[PATCH] drm/msm: Disable frequency clamping on a630

Sun Aug 8 14:32:59 UTC 2021


On 07/08/2021 21:04, Rob Clark wrote:
> On Sat, Aug 7, 2021 at 12:21 PM Caleb Connolly
> <caleb.connolly at linaro.org> wrote:
>>
>> Hi Rob, Akhil,
>>
>> On 29/07/2021 21:53, Rob Clark wrote:
>>> On Thu, Jul 29, 2021 at 1:28 PM Caleb Connolly
>>> <caleb.connolly at linaro.org> wrote:
>>>>
>>>>
>>>>
>>>> On 29/07/2021 21:24, Rob Clark wrote:
>>>>> On Thu, Jul 29, 2021 at 1:06 PM Caleb Connolly
>>>>> <caleb.connolly at linaro.org> wrote:
>>>>>>
>>>>>> Hi Rob,
>>>>>>
>>>>>> I've done some more testing! It looks like before that patch ("drm/msm: Devfreq tuning") the GPU would never get above
>>>>>> the second frequency in the OPP table (342MHz) (at least, not in glxgears). With the patch applied it would more
>>>>>> aggressively jump up to the max frequency which seems to be unstable at the default regulator voltages.
>>>>>
>>>>> *ohh*, yeah, ok, that would explain it
>>>>>
>>>>>> Hacking the pm8005 s1 regulator (which provides VDD_GFX) up to 0.988v (instead of the stock 0.516v) makes the GPU stable
>>>>>> at the higher frequencies.
>>>>>>
>>>>>> Applying this patch reverts the behaviour, and the GPU never goes above 342MHz in glxgears, losing ~30% performance in
>>>>>> glxgear.
>>>>>>
>>>>>> I think (?) that enabling CPR support would be the proper solution to this - that would ensure that the regulators run
>>>>>> at the voltage the hardware needs to be stable.
>>>>>>
>>>>>> Is hacking the voltage higher (although ideally not quite that high) an acceptable short term solution until we have
>>>>>> CPR? Or would it be safer to just not make use of the higher frequencies on a630 for now?
>>>>>>
>>>>>
>>>>> tbh, I'm not sure about the regulator stuff and CPR.. Bjorn is already
>>>>> on CC and I added sboyd, maybe one of them knows better.
>>>>>
>>>>> In the short term, removing the higher problematic OPPs from dts might
>>>>> be a better option than this patch (which I'm dropping), since there
>>>>> is nothing stopping other workloads from hitting higher OPPs.
>>>> Oh yeah that sounds like a more sensible workaround than mine .
>>>>>
>>>>> I'm slightly curious why I didn't have problems at higher OPPs on my
>>>>> c630 laptop (sdm850)
>>>> Perhaps you won the sillicon lottery - iirc sdm850 is binned for higher clocks as is out of the factory.
>>>>
>>>> Would it be best to drop the OPPs for all devices?

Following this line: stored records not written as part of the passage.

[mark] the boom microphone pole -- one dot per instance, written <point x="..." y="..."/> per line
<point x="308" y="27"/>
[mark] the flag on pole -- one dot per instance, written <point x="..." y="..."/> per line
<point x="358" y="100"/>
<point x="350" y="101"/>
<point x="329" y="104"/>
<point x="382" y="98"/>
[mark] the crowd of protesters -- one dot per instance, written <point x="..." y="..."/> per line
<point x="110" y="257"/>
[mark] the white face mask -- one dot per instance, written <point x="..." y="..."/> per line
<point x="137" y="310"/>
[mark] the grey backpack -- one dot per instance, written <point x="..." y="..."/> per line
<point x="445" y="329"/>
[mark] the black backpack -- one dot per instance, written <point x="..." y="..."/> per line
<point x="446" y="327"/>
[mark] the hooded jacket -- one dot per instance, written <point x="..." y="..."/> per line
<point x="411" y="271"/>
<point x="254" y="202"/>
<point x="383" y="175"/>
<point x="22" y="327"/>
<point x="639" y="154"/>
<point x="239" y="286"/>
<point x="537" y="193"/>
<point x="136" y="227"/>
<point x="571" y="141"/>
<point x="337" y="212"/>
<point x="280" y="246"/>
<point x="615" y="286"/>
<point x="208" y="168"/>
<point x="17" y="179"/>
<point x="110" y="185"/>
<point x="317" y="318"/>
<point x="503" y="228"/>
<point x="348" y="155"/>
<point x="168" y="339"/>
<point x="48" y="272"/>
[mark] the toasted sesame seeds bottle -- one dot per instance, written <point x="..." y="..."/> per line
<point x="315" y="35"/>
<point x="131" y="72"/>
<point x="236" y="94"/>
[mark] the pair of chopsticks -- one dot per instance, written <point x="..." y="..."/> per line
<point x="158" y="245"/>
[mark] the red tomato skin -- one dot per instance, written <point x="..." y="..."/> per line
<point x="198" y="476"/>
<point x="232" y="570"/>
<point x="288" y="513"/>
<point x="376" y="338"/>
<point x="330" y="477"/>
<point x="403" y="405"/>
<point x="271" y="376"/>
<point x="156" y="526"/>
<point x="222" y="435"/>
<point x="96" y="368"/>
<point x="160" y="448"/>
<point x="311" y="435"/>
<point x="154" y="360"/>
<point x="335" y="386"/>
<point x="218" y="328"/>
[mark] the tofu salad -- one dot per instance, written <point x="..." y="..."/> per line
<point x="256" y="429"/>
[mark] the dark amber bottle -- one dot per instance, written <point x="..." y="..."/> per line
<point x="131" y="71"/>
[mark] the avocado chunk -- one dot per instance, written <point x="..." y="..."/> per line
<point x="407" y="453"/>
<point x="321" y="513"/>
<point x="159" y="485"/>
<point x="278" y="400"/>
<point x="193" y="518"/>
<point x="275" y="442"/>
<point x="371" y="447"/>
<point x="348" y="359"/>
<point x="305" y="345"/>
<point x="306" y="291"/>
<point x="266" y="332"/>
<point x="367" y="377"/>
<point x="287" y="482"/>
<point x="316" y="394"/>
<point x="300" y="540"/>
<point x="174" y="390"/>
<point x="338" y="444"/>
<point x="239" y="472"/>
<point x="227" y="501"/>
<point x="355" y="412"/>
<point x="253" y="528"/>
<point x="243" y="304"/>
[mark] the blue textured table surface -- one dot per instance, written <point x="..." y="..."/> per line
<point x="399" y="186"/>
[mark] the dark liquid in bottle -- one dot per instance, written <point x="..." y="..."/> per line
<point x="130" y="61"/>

Or just those affected? I guess it's possible another c630 might
>>>> crash where yours doesn't?
>>>
>>> I've not heard any reports of similar issues from the handful of other
>>> folks with c630's on #aarch64-laptops.. but I can't really say if that
>>> is luck or not.
>> It looks like this affects at least the OnePlus 6 and PocoPhone F1, I've done some more poking and the following diff
>> seems to fix the stability issues completely, it seems the delay is required to let the update propagate.
>>
>> This doesn't feel like the right fix, but hopefully it's enough to come up with a better solution than disabling the new
>> devfreq behaviour on a630.
>>
>> diff --git a/drivers/gpu/drm/msm/adreno/a6xx_gmu.c b/drivers/gpu/drm/msm/adreno/a6xx_gmu.c
>> index d7cec7f0dde0..69e2a5e84dae 100644
>> --- a/drivers/gpu/drm/msm/adreno/a6xx_gmu.c
>> +++ b/drivers/gpu/drm/msm/adreno/a6xx_gmu.c
>> @@ -139,6 +139,10 @@ void a6xx_gmu_set_freq(struct msm_gpu *gpu, struct dev_pm_opp *opp)
>>                   return;
>>           }
>>
>> +       dev_pm_opp_set_opp(&gpu->pdev->dev, opp);
>> +
>> +       usleep_range(300, 500);
>> +
> 
> Hmm, this is going to be in the critical path on idle -> active
> transition (ie. think response time to user-input).. so we defn don't
> want to do this unconditionally..
> 
> If I understand the problem, we just want to limit how far we jump the
> gpu freq in one go.. maybe deleting the lowest (and perhaps highest)
> OPP would accomplish that?  Could that be done in the board(s)'s
> toplevel dts files?
That would be a workaround, however I'd really like to avoid limiting performance as a solution if I can help it, 
especially as the fix might just be "set the opp first, wait for it to apply, then set the core clock".

Is there a sensible way to get a callback from the opp notify chain? Or from rpmh directly? Or is this solution really 
not the right way to go?
> 
> BR,
> -R
> 
>>           gmu_write(gmu, REG_A6XX_GMU_DCVS_ACK_OPTION, 0);
>>
>>           gmu_write(gmu, REG_A6XX_GMU_DCVS_PERF_SETTING,
>> @@ -158,7 +162,6 @@ void a6xx_gmu_set_freq(struct msm_gpu *gpu, struct dev_pm_opp *opp)
>>           if (ret)
>>                   dev_err(gmu->dev, "GMU set GPU frequency error: %d\n", ret);
>>
>> -       dev_pm_opp_set_opp(&gpu->pdev->dev, opp);
>>           pm_runtime_put(gmu->dev);
>>    }
>>>
>>> Maybe just remove it for affected devices?  But I'll defer to Bjorn.
>>>
>>> BR,
>>> -R
>>>
>>
>> --
>> Kind Regards,
>> Caleb (they/them)

-- 
Kind Regards,
Caleb (they/them)